In the early 1990s a competition was launched to design a millennium landmark and architects David Marks and Julia Barfield’s idea of a large ferris-wheel to adorn the London skyline was victorious. They wanted visitors and Londoners to enjoy the spectacular views London has to offer. After 7 years of consultation, and drawing from an international skills base, the then Millennium Wheel was erected at 135m above the city, along the banks of the River Thames. The funding for the project came from British Airways and the Tussauds Group, and on the 31st December 1999, the world’s largest observation wheel was officially opened by Prime Minister Tony Blair.
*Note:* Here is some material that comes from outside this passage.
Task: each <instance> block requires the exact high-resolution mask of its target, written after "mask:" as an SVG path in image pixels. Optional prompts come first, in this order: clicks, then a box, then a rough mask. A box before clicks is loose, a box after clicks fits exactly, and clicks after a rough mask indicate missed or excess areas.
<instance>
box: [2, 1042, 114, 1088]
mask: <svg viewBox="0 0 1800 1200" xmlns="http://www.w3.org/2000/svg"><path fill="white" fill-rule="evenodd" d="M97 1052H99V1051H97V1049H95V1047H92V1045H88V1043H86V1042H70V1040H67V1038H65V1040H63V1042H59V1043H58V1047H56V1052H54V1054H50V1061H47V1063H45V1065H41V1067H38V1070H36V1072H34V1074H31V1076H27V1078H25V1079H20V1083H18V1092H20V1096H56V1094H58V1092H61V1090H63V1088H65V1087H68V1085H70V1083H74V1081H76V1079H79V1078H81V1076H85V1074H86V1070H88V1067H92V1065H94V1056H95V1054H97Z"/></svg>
Only the BT Tower, Tower 42 and One Canada Square in Canary Wharf are taller than the Wheel, making it the forth tallest structure in the Capital.

This most successful London landmark receives 3.5 million visitors every year, which is equal to 6,680 Boeing 747-400 jets, filled to capacity. During a 30 minute rotation (26cm per second), on a clear day, it is possible for the 800 passengers to see Windsor Castle from the top, which is 40km away.

The 32 capsules each weigh 10 tonnes, which is equal to the weight of 1,052,631 pound coins and can hold up to 25 people, or a smaller group for a private event, such as a wedding or a civil partnership. Packages start at £2,800 and vows are exchanged at the top of the rotation with wonderful photograph opportunities.

Since 20 January 2011, and agreeing a three-year sponsorship deal, the London landmark is now officially the EDF Energy London Eye and during the London 2012 Olympic Games, the Olympic rings will be displayed on the Wheel.

Sir Richard Rogers world-renowned architect, wrote of the London Eye:

“The Eye has done for London what the Eiffel Tower did for Paris, which is to give it a symbol and to let people climb above the city and look back down on it. Not just specialists or rich people, but everybody. That’s the beauty of it: it is public and accessible, and it is in a great position at the heart of London”

The London Eye is now as much a part of the Capital as Madam Tussauds, and a high priority on the list of ‘Must visit landmarks’ for not only tourists, by locals alike, and the experience encompasses the romance of the city of London.